Part of what makes priestly celibacy seem hard to swallow is that sometimes we tend to think of the priesthood as another career, like “social service”, “law”, or “medicine”. Many priests would cringe at this idea. For example, John Paul II described his priesthood in two adjectives: “gift and mystery”. The Catechism teaches that Jesus Christ is the one and only priest. An ordained Catholic priest shares in the priesthood of Christ, because the Sacrament of Holy Orders is an anointing of the Holy Spirit. At ordination the Spirit stamps him with a seal, configuring him to Christ, and giving him power to act in the person of Christ. His priesthood is not something he does, but something he is, and for eternity.

So the priesthood is more than a career. But still, it is interesting to note that surveys of different walks of life – lawyers, doctors, teachers, and so on – indicate that priests are the happiest men at what they do. If celibacy is so unreasonable a demand, why are priests typically happy? We should not be surprised. God is the “God of the Living.” If he calls a man to be a priest, it is because he wants to unite that man to Himself in a special way. The same goes for religious sisters and brothers, consecrated lay people, and many single Catholics. The living God fills them up. Step One in the process calls them to make room in their hearts, clearing out other “merely” human affections. Step Two, the decision to consecrate themselves with vows or promises, tells Christ and his Church, “You are worth it.” God is never outdone in generosity. This helps us understanding why Jesus says that in heaven everyone is celibate. Instead of marriage and dating, there is union with God Himself. Here on earth, happiness and love has limits, but not in heaven: there it never stops growing.
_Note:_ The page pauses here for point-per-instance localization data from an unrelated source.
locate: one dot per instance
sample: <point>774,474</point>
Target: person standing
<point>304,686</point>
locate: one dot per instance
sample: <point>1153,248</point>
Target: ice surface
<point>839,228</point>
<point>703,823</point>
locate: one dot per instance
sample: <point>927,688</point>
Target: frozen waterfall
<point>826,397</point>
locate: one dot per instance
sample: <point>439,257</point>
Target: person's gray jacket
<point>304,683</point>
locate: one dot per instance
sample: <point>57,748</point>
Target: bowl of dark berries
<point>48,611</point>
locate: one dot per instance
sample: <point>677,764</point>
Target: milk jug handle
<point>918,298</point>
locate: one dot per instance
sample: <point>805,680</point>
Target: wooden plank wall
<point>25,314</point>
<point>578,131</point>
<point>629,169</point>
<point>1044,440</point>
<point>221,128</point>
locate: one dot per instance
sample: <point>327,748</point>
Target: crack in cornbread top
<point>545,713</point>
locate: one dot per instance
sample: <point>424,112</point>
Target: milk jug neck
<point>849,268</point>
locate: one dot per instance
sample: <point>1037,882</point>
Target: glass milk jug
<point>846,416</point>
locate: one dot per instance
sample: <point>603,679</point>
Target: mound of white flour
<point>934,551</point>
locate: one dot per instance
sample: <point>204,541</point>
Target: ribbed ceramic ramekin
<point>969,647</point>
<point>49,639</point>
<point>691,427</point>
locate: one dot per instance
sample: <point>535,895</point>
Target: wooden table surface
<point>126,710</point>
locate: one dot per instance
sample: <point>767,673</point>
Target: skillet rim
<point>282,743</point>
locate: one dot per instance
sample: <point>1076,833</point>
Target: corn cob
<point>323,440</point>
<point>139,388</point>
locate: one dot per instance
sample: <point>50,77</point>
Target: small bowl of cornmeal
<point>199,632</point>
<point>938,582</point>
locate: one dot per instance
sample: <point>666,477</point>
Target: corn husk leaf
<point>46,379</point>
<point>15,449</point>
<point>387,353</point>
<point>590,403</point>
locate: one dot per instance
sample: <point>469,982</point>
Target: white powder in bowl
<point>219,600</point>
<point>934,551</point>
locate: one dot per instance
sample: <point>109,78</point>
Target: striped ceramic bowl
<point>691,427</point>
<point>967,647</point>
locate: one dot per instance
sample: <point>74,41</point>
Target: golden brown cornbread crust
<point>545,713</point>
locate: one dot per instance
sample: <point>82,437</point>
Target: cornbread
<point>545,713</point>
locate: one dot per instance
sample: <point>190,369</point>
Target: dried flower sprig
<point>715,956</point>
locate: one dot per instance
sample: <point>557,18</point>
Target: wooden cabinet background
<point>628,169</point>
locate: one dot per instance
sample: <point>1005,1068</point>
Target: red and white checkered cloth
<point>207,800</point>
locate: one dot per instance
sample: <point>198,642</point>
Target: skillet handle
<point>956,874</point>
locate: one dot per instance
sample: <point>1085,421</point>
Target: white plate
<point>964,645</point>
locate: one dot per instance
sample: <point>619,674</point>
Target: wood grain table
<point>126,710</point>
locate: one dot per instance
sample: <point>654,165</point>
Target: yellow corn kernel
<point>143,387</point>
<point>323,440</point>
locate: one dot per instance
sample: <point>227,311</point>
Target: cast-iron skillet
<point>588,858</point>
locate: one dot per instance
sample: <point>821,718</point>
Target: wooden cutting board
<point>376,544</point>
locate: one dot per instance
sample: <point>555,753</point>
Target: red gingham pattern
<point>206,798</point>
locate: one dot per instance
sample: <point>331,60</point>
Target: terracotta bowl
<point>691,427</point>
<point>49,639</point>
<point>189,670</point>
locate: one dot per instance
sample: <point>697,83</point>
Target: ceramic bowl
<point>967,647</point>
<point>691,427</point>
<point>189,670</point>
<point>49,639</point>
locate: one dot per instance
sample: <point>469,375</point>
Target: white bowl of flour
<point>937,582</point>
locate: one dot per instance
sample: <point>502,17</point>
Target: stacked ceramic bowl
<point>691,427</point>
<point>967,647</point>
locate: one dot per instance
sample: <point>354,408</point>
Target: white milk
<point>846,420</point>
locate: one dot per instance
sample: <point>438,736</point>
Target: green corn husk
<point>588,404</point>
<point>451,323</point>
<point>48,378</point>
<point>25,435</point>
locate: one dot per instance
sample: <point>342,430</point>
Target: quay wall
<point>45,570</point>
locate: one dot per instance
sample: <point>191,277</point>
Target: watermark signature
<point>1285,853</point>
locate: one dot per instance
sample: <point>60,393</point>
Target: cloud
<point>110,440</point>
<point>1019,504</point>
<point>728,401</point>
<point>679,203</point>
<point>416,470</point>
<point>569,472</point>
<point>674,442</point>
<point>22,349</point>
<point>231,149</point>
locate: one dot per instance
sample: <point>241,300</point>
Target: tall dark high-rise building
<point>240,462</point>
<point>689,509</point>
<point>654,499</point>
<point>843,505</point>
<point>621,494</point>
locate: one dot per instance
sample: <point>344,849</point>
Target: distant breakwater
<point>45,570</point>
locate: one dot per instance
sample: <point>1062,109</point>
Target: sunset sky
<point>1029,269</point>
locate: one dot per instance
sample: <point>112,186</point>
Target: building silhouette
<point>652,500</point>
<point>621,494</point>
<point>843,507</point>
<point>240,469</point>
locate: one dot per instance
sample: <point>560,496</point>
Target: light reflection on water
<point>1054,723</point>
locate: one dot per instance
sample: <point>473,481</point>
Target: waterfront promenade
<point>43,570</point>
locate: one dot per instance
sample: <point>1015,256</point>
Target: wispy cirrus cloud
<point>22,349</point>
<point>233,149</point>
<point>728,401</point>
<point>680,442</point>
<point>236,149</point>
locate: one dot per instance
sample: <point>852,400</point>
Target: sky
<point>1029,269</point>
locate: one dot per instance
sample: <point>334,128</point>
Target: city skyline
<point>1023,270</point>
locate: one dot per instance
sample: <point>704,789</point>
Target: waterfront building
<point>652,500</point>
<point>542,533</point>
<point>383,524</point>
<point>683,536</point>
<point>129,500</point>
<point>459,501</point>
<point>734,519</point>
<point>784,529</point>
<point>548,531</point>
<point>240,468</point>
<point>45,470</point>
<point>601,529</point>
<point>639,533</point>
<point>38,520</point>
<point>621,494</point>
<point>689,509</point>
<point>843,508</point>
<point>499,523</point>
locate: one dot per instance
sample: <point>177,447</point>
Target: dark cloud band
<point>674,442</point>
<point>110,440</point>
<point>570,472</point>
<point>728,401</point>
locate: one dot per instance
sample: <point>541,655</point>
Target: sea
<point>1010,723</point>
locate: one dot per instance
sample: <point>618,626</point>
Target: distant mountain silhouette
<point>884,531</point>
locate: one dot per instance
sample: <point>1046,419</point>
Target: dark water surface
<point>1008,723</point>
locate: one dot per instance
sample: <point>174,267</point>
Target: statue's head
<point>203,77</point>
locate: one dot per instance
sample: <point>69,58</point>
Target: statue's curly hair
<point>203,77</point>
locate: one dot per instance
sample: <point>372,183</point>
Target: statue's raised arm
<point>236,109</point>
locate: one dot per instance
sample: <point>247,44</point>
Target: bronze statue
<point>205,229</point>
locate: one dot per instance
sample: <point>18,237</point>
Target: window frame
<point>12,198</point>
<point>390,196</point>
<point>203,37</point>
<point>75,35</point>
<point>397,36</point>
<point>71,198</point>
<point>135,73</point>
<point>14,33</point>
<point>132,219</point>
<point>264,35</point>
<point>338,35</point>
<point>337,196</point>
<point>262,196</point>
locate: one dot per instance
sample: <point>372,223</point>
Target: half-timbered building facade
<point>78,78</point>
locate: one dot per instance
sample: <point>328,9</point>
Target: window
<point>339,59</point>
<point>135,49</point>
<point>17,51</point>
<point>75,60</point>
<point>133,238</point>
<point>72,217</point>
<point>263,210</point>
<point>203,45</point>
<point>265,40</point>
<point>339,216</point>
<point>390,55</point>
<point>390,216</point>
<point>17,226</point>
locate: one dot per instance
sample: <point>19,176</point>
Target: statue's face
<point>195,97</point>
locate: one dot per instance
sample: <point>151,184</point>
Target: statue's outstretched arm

Christ was truly man, and he chose celibacy for himself. Was he “repressed” or sad? He was able to love more people, and was so enthusiastic about his priesthood that he still wants to share it with others! As Jesus told Peter, it is a gift “for those who are called”, and not a price that they have to pay. This is what motivates celibacy. It is one way the Church invites Christians to follow in Christ’s footsteps.

The Church has two thousand years of evidence for just how much happiness and generosity this way of life can produce. The proof is in a myriad of saints who were celibate. Not all the saints lived celibacy, of course, but it is no accident that many chose to. Why does the world call Blessed Theresa of Calcutta “Mother” if she was never a wife? She adopted all of us, especially the poorest, and she is just one example among thousands of consecrated men and women religious, who committed themselves in heart, mind, body, and soul to Jesus Christ and to saving souls.

If we really believe in Jesus Christ, celibacy is priceless. Its value is not in “saving time” and “cutting costs”. God does not see it in these terms. For Him, it is one way of reminding us that He is source of all love and happiness. Those of us who have this calling might think of it as our gift to God, but really it is His gift to us and to the Church. May we see its true value, and when we do, it will come as no surprise to watch how God blesses the Church with great vocations: vocations to marriage, vocations to religious life, and plenty of vocations to the priesthood.

Timothy Lyons, of the Legionaries of Christ, studies for the priesthood in Rome.